Zimbabwe continues to rank high for the wrong reasons. For example, Zimbabwe has recurrently stayed in the top 10 countries with the worst food price surges in the world. According to the latest statistics, Zimbabwe is ranked number 4 globally with respect to food inflation. Food inflation is roughly 102 percent (and rising) in Zimbabwe. As for year-on-year food price inflation, Zimbabwe jumped to first place globally at 285 percent. It far eclipsed countries like Venezuela and Lebanon, which is very disturbing. Today let us explore Zimbabwe’s current ranking on the Global Competitiveness Index.

What Is The Global Competitiveness Index?

According to the World Bank, the Global Competitiveness Index (GCI) is a comprehensive index used to capture national competitiveness’s microeconomic and macroeconomic foundations. The index explores institutions, factors, and policies central to a nation’s productiveness (or lack thereof). There are almost 100 variables that are scrutinized. When all is put together, a nation is given a score and then ranked out of the nations. The higher the score means, the higher the global competitiveness.

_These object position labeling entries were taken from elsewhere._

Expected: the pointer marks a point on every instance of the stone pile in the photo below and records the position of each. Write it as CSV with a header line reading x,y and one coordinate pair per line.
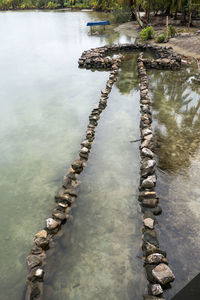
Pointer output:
x,y
65,198
99,57
156,265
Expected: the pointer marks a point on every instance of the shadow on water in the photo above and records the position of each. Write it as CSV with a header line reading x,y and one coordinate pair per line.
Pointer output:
x,y
176,114
98,257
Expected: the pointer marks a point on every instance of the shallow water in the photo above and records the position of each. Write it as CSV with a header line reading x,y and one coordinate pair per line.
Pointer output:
x,y
176,114
98,257
45,103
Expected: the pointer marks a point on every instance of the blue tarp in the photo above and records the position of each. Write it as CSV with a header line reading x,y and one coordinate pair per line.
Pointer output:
x,y
98,23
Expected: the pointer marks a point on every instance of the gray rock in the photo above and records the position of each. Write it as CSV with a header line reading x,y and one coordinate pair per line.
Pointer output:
x,y
148,202
148,137
86,144
146,131
155,258
156,289
84,150
163,274
148,222
33,261
51,223
77,165
147,183
147,152
41,242
59,215
147,167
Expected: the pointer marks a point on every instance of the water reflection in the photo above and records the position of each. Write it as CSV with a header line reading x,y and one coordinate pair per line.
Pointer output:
x,y
98,259
176,102
45,103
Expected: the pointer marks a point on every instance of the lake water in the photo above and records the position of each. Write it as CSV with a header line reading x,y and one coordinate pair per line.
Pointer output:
x,y
45,103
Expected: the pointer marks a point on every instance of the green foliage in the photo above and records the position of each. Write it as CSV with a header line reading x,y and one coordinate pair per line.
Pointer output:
x,y
147,33
172,31
121,15
160,38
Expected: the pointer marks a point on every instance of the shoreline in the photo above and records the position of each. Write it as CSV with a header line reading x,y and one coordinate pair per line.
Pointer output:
x,y
185,44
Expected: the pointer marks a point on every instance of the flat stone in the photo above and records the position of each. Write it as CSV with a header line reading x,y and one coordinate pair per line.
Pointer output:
x,y
41,234
155,258
150,236
147,152
84,150
33,261
34,291
148,137
163,274
148,202
41,242
86,144
156,289
51,223
147,183
59,215
146,131
147,194
148,222
148,164
77,165
145,143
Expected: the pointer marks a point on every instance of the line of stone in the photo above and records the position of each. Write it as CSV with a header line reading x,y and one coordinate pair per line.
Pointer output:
x,y
97,58
158,272
65,197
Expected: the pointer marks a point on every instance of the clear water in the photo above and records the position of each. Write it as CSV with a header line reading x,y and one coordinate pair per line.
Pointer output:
x,y
176,103
97,257
45,103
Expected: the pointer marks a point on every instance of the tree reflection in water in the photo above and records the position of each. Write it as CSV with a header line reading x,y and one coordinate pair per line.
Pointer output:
x,y
176,117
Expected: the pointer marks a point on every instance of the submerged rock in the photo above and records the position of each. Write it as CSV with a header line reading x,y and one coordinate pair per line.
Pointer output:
x,y
147,183
156,289
41,234
163,274
148,202
156,258
147,152
148,222
51,223
33,261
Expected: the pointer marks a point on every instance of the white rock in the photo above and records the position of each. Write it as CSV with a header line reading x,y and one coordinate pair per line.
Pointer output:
x,y
155,258
39,272
156,289
163,274
84,150
148,222
147,152
51,223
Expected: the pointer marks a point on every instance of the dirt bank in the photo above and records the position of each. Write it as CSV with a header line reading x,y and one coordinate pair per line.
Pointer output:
x,y
187,44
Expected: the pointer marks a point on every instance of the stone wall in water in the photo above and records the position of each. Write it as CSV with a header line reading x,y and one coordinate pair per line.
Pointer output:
x,y
158,273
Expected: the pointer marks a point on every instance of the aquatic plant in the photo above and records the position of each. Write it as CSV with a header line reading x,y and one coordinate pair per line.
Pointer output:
x,y
147,33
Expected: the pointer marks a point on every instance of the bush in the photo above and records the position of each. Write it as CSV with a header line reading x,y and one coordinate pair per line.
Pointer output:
x,y
171,31
147,33
120,15
161,38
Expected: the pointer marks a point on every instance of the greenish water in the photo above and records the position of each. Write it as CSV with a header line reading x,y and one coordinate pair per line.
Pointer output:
x,y
176,103
45,103
97,257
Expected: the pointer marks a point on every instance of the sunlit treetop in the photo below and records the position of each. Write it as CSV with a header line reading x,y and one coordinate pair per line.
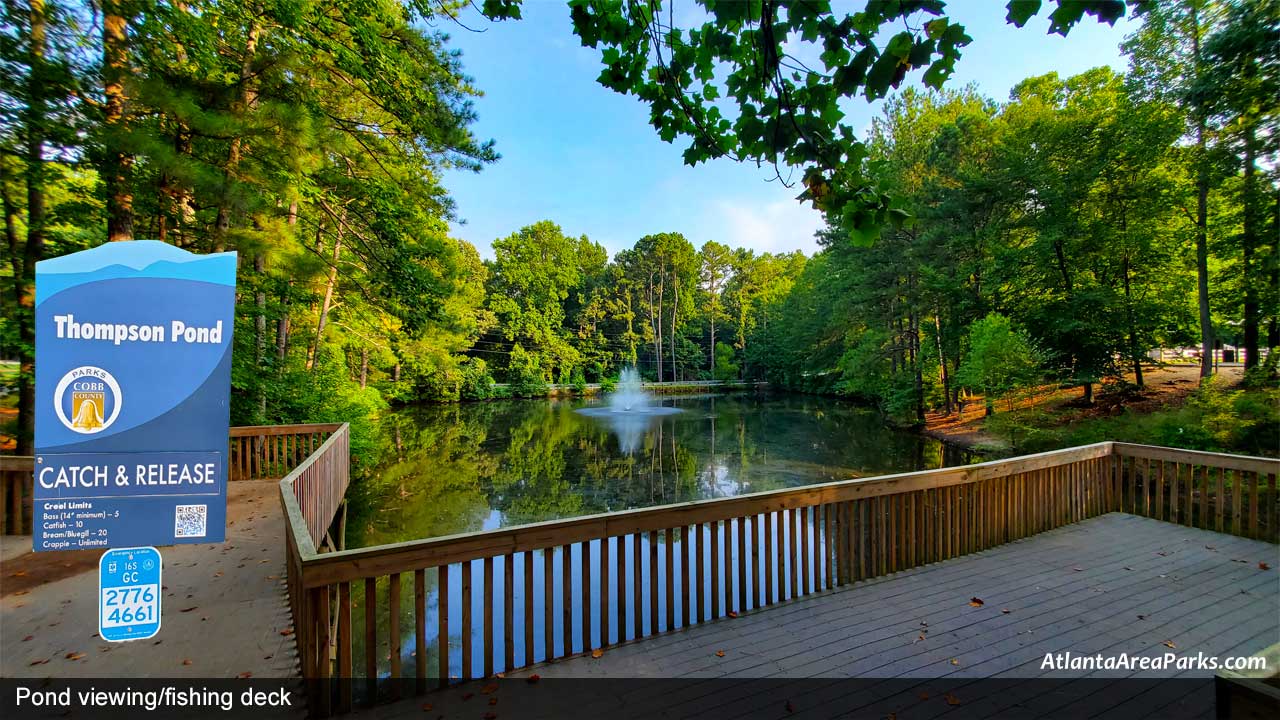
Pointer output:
x,y
744,82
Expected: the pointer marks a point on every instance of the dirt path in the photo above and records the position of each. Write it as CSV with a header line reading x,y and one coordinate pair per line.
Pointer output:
x,y
1165,387
224,610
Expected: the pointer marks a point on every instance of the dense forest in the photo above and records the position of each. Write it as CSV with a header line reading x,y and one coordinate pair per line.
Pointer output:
x,y
974,245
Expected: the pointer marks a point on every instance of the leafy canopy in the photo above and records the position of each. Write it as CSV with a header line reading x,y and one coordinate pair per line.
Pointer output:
x,y
762,81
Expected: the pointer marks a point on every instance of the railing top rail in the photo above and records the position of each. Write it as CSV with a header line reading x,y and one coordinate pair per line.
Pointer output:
x,y
1244,463
292,510
248,431
361,563
17,463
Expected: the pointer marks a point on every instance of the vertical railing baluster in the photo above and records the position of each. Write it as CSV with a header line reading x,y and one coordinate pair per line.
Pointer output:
x,y
653,583
606,625
371,639
567,597
467,671
670,536
487,601
741,564
636,587
344,670
508,611
420,630
548,605
528,575
442,613
585,564
716,564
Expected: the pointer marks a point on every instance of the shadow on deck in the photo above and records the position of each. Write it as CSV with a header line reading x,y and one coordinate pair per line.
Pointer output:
x,y
1111,584
917,645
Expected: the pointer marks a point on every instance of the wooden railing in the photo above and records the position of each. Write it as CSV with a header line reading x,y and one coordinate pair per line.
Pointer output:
x,y
269,452
1228,493
562,587
512,597
255,452
16,475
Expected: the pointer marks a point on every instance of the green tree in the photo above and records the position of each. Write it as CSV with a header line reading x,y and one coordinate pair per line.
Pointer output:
x,y
1001,359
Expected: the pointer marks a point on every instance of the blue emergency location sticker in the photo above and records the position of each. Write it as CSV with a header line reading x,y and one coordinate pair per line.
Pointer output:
x,y
128,604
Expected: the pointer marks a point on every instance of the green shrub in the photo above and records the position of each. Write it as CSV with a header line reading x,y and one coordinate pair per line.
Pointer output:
x,y
1001,360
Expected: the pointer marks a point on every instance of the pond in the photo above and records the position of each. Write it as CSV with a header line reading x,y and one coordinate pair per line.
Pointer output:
x,y
475,466
462,468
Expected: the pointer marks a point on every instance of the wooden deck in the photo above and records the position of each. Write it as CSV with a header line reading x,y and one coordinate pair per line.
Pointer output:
x,y
1111,584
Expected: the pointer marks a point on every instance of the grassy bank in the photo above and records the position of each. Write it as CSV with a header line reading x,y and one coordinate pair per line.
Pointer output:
x,y
1173,409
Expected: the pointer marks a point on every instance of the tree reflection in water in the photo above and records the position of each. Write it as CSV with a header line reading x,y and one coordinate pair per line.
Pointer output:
x,y
460,468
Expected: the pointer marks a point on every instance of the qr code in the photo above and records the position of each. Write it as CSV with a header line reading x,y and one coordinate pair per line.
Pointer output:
x,y
190,520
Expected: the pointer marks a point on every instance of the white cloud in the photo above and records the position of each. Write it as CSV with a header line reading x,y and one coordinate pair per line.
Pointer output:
x,y
781,226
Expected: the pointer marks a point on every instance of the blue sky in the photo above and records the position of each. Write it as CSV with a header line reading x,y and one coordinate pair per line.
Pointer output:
x,y
586,158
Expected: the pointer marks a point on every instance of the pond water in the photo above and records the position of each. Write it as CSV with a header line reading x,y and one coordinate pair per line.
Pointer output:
x,y
465,468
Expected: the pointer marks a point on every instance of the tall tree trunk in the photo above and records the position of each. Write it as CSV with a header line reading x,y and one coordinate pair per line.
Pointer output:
x,y
35,247
118,164
223,220
919,370
1249,241
942,359
260,326
1134,354
712,359
656,318
328,297
1202,182
675,313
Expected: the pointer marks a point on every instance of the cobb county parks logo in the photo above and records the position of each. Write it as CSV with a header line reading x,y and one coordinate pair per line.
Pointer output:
x,y
92,404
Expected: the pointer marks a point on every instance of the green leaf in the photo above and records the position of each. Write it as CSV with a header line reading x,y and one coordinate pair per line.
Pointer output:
x,y
1022,10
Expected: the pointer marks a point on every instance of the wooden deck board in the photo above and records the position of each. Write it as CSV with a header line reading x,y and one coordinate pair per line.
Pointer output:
x,y
1079,587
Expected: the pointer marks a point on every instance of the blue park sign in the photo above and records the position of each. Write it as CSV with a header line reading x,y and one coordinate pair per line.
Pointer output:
x,y
133,354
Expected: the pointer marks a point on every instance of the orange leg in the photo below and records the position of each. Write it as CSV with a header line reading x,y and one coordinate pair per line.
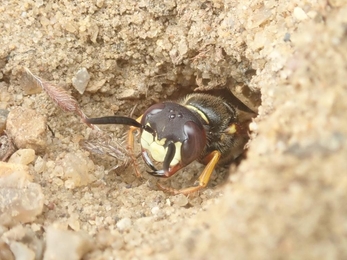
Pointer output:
x,y
131,147
211,159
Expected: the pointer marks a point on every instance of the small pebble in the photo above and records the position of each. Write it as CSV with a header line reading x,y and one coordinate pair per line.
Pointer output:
x,y
300,14
124,224
3,117
22,200
21,251
22,156
66,244
80,80
27,128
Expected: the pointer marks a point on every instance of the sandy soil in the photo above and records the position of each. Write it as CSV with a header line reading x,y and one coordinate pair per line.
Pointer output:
x,y
287,197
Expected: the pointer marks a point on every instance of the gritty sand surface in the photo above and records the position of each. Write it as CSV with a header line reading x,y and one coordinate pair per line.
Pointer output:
x,y
286,199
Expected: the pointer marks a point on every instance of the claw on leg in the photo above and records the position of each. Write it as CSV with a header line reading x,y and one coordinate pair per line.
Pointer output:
x,y
212,160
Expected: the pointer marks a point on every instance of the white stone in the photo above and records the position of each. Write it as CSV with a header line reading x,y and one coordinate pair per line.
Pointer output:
x,y
80,80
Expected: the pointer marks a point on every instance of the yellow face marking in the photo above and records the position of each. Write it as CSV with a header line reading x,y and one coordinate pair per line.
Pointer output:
x,y
156,148
203,116
231,129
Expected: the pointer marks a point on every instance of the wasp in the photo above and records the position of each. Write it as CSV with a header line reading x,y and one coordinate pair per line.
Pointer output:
x,y
202,127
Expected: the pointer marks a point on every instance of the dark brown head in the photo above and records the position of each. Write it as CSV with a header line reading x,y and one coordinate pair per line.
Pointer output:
x,y
177,137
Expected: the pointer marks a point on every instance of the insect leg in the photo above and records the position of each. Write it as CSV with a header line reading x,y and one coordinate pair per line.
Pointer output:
x,y
131,147
211,159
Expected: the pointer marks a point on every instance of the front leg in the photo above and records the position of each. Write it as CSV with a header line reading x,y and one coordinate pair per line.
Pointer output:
x,y
212,160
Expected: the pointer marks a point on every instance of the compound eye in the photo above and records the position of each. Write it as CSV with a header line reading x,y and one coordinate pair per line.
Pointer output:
x,y
152,111
195,143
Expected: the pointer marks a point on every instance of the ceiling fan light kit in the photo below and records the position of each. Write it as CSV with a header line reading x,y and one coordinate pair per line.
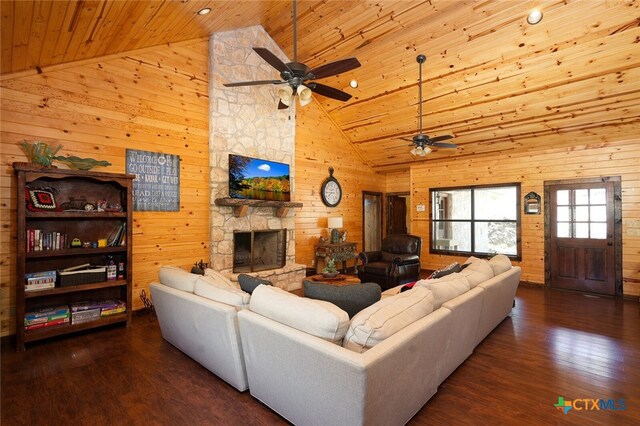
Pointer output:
x,y
297,76
422,143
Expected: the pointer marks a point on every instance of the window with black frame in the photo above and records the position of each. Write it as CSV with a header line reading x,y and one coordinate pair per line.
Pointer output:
x,y
476,220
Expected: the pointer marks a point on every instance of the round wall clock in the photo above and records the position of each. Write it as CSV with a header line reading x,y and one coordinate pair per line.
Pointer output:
x,y
331,190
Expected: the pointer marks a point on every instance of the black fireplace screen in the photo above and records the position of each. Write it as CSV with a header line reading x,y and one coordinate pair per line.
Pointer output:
x,y
259,250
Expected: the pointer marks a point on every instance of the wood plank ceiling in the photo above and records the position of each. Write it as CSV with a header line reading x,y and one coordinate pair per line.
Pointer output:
x,y
493,81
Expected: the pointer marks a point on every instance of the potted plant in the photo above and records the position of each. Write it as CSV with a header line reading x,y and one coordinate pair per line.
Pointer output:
x,y
330,270
39,153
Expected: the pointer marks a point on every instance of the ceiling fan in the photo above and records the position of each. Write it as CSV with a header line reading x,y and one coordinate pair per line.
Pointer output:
x,y
296,76
422,143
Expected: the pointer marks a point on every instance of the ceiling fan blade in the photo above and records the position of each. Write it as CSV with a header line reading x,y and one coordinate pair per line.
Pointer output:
x,y
444,145
252,83
441,138
336,67
271,59
330,92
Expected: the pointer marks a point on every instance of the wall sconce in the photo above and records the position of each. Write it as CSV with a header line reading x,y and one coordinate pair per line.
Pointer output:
x,y
335,223
532,203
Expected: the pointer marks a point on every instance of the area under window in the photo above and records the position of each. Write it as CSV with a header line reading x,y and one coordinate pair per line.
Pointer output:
x,y
476,220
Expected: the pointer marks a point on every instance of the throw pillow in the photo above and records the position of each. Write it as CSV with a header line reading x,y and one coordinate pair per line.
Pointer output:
x,y
383,319
445,290
40,200
500,263
351,298
213,290
218,277
177,278
249,283
316,317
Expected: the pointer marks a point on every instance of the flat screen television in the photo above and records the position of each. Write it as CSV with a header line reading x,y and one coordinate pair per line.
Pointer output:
x,y
256,179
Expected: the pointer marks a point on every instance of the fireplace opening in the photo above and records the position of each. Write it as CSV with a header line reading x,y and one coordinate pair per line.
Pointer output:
x,y
259,250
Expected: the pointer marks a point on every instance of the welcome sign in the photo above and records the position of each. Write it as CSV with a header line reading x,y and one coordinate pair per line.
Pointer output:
x,y
157,183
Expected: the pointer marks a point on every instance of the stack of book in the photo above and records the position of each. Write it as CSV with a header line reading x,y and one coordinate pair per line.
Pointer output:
x,y
39,280
93,310
46,317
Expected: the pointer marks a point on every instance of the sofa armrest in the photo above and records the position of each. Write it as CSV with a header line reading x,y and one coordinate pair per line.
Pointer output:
x,y
370,256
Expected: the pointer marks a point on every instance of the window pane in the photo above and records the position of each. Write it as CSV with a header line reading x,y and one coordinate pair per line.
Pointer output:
x,y
598,196
599,231
496,237
581,230
563,230
598,213
581,214
562,198
582,196
495,203
563,214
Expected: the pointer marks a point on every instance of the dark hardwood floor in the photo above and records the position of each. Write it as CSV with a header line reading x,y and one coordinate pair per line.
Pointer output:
x,y
554,344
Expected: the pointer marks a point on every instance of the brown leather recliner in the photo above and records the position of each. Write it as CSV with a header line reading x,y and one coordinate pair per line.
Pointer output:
x,y
398,262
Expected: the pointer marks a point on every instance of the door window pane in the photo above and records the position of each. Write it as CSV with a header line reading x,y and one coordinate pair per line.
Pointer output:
x,y
582,196
598,195
562,197
599,231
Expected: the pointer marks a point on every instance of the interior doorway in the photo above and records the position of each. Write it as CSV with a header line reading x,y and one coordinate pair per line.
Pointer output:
x,y
583,238
397,213
371,221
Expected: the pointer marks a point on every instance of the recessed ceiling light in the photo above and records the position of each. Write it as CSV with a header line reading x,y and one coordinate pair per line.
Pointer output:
x,y
534,16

Zimbabwe On A Path of Decline

Looking over the years, it is apparent Zimbabwe’s competitiveness is plummeting. In 2019, Zimbabwe’s score was 44.24 (out of a possible 100). Returning to the period from 2007 to 2019, you will see Zimbabwe’s average score was 128.08. In 2011, Zimbabwe’s score was 136 – which was an all-time high to date. Fast forward to 2023, and Zimbabwe’s score is down to 24.5, thus placing it at a position or global rank of 119. From 2011 to 2023, Zimbabwe’s Global Competitiveness Index score has decreased by 81 percent. Let us look at some of the highlights from our current ranking.

Where Zimbabwe Is Doing Well

Despite clearly many problematic areas, Zimbabwe is doing well in some aspects. For example, Zimbabwe is doing well in the empowerment of women. It is also doing well in promoting gender equality. This is all with respect to jobs requiring high-end skill sets. Zimbabwe is also doing well in the vocational and technical skills sector. The presence of skilled professionals and the relevance of what is taught are considerably high in that sector. The majority of people working in that sector have secondary education or higher.

Where Zimbabwe Is Not Doing Well

There is a serious brain drain occurring in Zimbabwe. It has mostly been the case over the years but has worsened. It is also exacerbated by the lack of brain gain to offset the brain drain. Minorities are still not considerably tolerated in Zimbabwe; it is still a huge issue. There is also limited social mobility in the country. The uptake of technology is still quite low in Zimbabwe. Expenditure on Research and Development is still very low in Zimbabwe. This is an issue I have often cited over the years.

As you all know, corruption is still a huge vice in Zimbabwe. Poor regulatory frameworks worsen this. Regarding tertiary education, the scores for Zimbabwe are quite low. Enrolment, especially in business masters programs, is very low. Youth inclusion in this space is paltry as well. There are few to no online professional hubs in this space too. Regarding the number of Zimbabwean workers with tertiary education, Zimbabwe is found seriously wanting. Even when you look at the whole Zimbabwean population, most people do not have tertiary education.

This summarises some noteworthy points from the current Global Competitiveness Index Report. What is evident is that more needs to be done in Zimbabwe. This is not to take away from some of the good; that is all appreciated. However, that tends to overshadow the low points that need attention.

The biggest hurdle stifling all core sectors in Zimbabwe is corruption. As long as that remains unaddressed, it will be hard to implement winning strategies. Another area that needs concerted efforts is research and development. I always give the example of Israel. Physically Israel is not that big, but it has a GDP of roughly US$500 billion. Zimbabwe’s GDP is roughly US$30 billion. Yet Israel’s land size is 18 times smaller than Zimbabwe’s. Israel invests nearly 5 percent of its GDP in research and development (R&D). Compared to US’s roughly 3 percent and Europe’s 2 percent. This makes Israel the nation with the biggest R&D intensity globally. This shows that the more you invest in research and development, the more your GDP grows.